Any proposal to spend more time on a new subject is greeted with the quite reasonable objection, “but what will we eliminate in order to do that?” There will be howls, but here are some space-wasters that can easily go.
First of all, Lamarck. His worldview was really of another time, far more complex and nuanced than can be conveyed in a life science or biology text in the space available. What Lamarck thought—including his whole “system” of fluids governing all aspects of natural phenomena—is difficult to describe, and anyway, he was wrong and his ideas are almost forgotten. (Some years ago in Paris, I found that his Philosophie Zoologique was out of print.) His career and Darwin’s did not overlap, and each of them spent exactly one paragraph among thousands of printed pages on the neck of the giraffe; yet this example is trotted out in the vast majority of biology texts, as if they debated each other head-to-head. There is not a single textbook in America that gives an accurate account of what Lamarck was talking about. This is sufficient reason in itself to eliminate him from the books.
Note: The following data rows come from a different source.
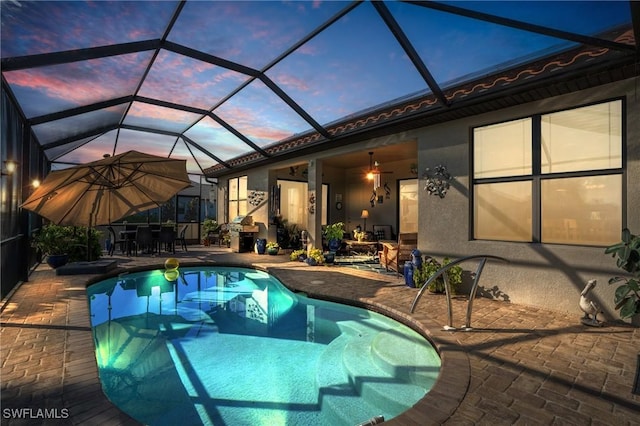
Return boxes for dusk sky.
[1,0,631,174]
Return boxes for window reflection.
[542,175,622,245]
[541,101,622,173]
[473,181,532,241]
Second, species concepts. Each of them is only provisionally useful, and none embodies Darwin’s perspicacity in the first chapter of the Origin of Species (1859). Darwin recognized that naturalists, despite their confidence, could not make any universal statements that enabled others to determine what a species was, or to differentiate it from a subspecies, a genus, a race, or a variety. This is because lineages (to use a neutral term) are constantly in the process of diverging from each other and are at different stages in the process, so the divisions that we call races, subspecies, species, etc. are arbitrary points on a continuum. And moreover, different kinds of organisms speciate in different ways, so one species “concept” cannot fit all. Emphasize the ideas in the previous three sentences, and there is no need to wade through the morass of “species concepts.” Different “species concepts” provide helpful diagnoses of differences among species, but they distract attention from the process of speciation, and they should not be pitted against each other as exclusive alternatives.
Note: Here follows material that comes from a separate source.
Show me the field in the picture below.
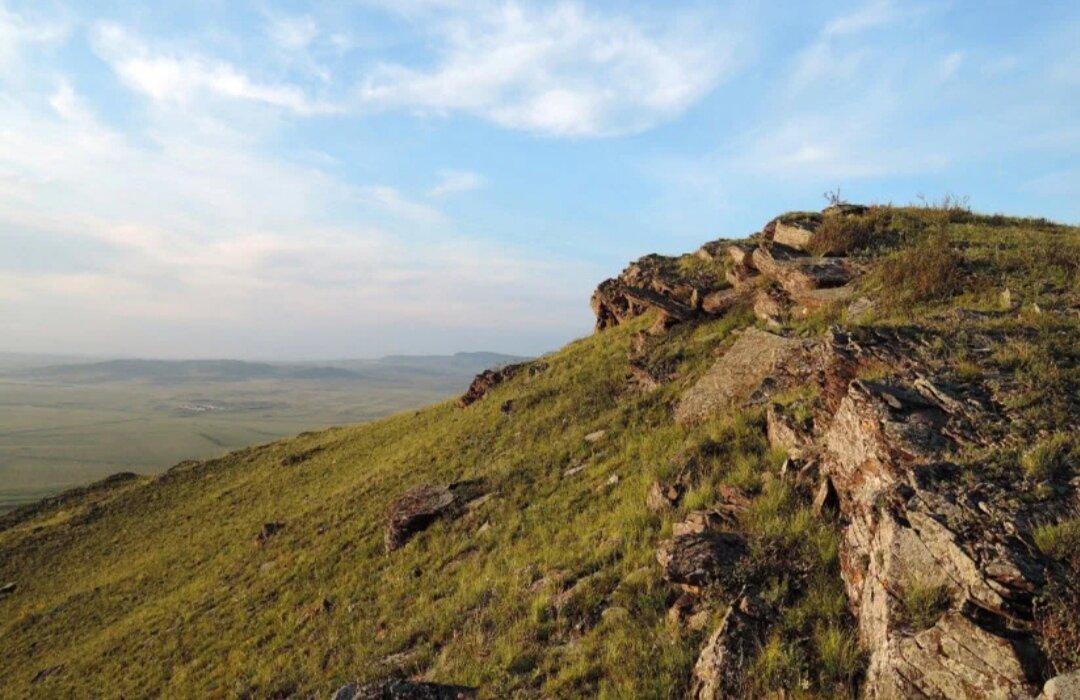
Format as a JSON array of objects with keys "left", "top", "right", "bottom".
[{"left": 0, "top": 353, "right": 522, "bottom": 512}]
Instead, the process of speciation, as it occurs in many ways in many different groups (genetically, ecologically, geographically) should be described and documented pluralistically. The formation of new species is the first step to macroevolutionary patterns and processes, so it is all the more germane to the thesis of this paper.
Third, superficial glosses on the history of life that take three pages and mostly recount an aleatory assortment of factoids about groups that “appeared” and “disappeared” along with climate changes that seemingly have magical causes. This pablum is of no conceivable use. A sensible annotated chart of geologic time can give an overview of the history of life; it has been standard since Richard Owen’s (1860) text Palaeontology. Use the rest of the space to document examples of how we know what we know about the evolution of some major groups and adaptations.
Fourth, Linnaeus and his classificatory system. Linnaeus had no classificatory philosophy;Footnote 5 his “Natural System” was an attempt to know the mind of the Creator, which is not a goal of modern science. He grouped by similarity and worked a century before the greatest idea in biology even began to be generally accepted. He invented some rank names and promoted the binominal system (unique genus and species name). But his influence on biological education has always been greater than it should be. In the Origin of Species, Darwin insisted that all classification should be based on genealogy—what we would call phylogenetic relationship. No one listened; they kept using Linnaeus’s system, so we had another century of taxonomic stagnation until that was reformed. Essentially all modern systematics is phylogenetic (cladistic), and the Linnean “ranks” such as Order and Class are nothing more than bookmarks with no biological comparability or meaning. They have outlived their utility, and it is a waste of space to rehearse Linnaeus’ history and system beyond the few facts above.
On the other hand, it is surprisingly useful to teach students phylogenetics before the units on evolution and diversity of life. All students have some experience with types of plants and animals, and they know that organisms are related to each other; they just don’t know how this is determined. Show them that part first, and then they can understand, for example, why we classify birds within the reptiles (instead of as a separate “Class”), and why we don’t classify even-toed and odd-toed hoofed mammals together (as “Ungulata”), even though they have hooves.